Reports in Chinese media on “sensitive” incidents, including the latest violent confrontation between police and citizens in Xinjiang, have been tightly controlled by authorities, and it’s going to get worse.

Instructions issued by the State Council Information Office to all media for reporting on the Dec. 15 incident were explicit, said media watchdog China Digital Times (CDT).

The confrontation, which left 14 citizens and two police dead, would be attributed to an armed “terror gang” which suddenly attacked police who were chasing criminal suspects, instructed the Communist Party (CCP) Ministry of Foreign Affairs, reported CDT.

The directive for this news item instructed all websites and interactive spaces to downplay the news, and not “recommend, feature, or focus on related topics or commentary,” or review previous news about violence in Xinjiang, said CDT.

The State Council Information Office issues daily instructions on news coverage on all incidents that the Communist Party considers “sensitive.” The instructions, popularly called “Directives from the Ministry of Truth,” are leaked on the internet for outsiders to see.

Frequently the directives order the media to “Report only according to information issued by authoritative departments. Do not speculate or comment on the issue,” or similar instructions.

Directives apply to major media, but also to social media.

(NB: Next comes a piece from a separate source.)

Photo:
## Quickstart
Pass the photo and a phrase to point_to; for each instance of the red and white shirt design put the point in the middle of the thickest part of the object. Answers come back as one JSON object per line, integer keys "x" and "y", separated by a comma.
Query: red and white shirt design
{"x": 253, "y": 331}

Often the Information Office sends out specific instructions on where to place a news item within a newspaper or magazine and other instructions for photos.

In order to counter a trend toward more liberal ideas and western attitudes, the CCP’s Central Propaganda Department will transform journalism training in schools across the country, said Boxun, a Chinese-language news outlet based in the United States.

Schools have been given notice to train journalists in Marxist ideology and the Marxist view of journalism, based upon the model of the CCP’s Shanghai Municipal Party Committee Propaganda Department and the School of Journalism at Fudan University.

Last week, speaking at a conference held by the China Internet Information Office, Ren Xianliang, Vice Minister of the office, stressed the importance of standardizing internet news broadcasts, preventing false news reporting, and improving the credibility of Internet news media, said state media Global Times.

New requirements for news organization include weekly training sessions for journalists, prior to the nationwide exam for journalist certification. The State General Administration of Press, Publication, Radio, Film and Television issued the notice in September to all media. Journalists must renew their certification every five years.

The new stress on the Marxist view of journalism indicates stronger Party supervision over media, Chen Lidan, a professor at the School of Journalism and Communication at Renmin University of China, told the state-run Global Times.